# Plastic Bag



## IrishPlumber (Jul 16, 2009)

Just had a quick look at the tools etc used for various jobs. Interesting stuff. I don't see no mention of the trusty plastic bag. I know its ideal to have all the tools for the jobs required but sometimes you don't have them.

All plumbers should have a roll of plastic bags in the van. The bigger the better, we call them refuge sacks here, its a long black plastic bag. 

Sometimes when your cutting into copper holding water, plastic, disconnecting wastes, rad valves, fittings etc its ideal to have everything completely drained but that doesn't happen all the time. Sometimes the locations are too tight to fit a bowel in, pipe works in a corner, theirs only a slight flow so the water runs down the pipe instead of into the bowel. In these situations I use a plastic bag and tuck it around the pipe to catch every drop of water. 

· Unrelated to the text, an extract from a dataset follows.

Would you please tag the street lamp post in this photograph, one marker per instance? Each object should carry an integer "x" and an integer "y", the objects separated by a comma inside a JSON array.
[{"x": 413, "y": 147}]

When we replace rads or valves here its impossible to to empty the system entirely. The water gunk's up in some systems and its messy. To save from damaging carpets and floors etc I rely upon the bag, you can tuck it into the tightest places to catch the water. Also these bags can hold some volume of water. You can carry out instant leak repairs without draining the system, even make quick connections to live pipework. Ive done this even at high pressures, you have just enough time to make the connection while catching the water in the bag. 

Also these bags can unblock toilets with out the need to disconnect the toilet or the use of plungers but its not for the faint hearted so I wont go into the details. 

Make sure the bag has no holes if your using one for any of the above. 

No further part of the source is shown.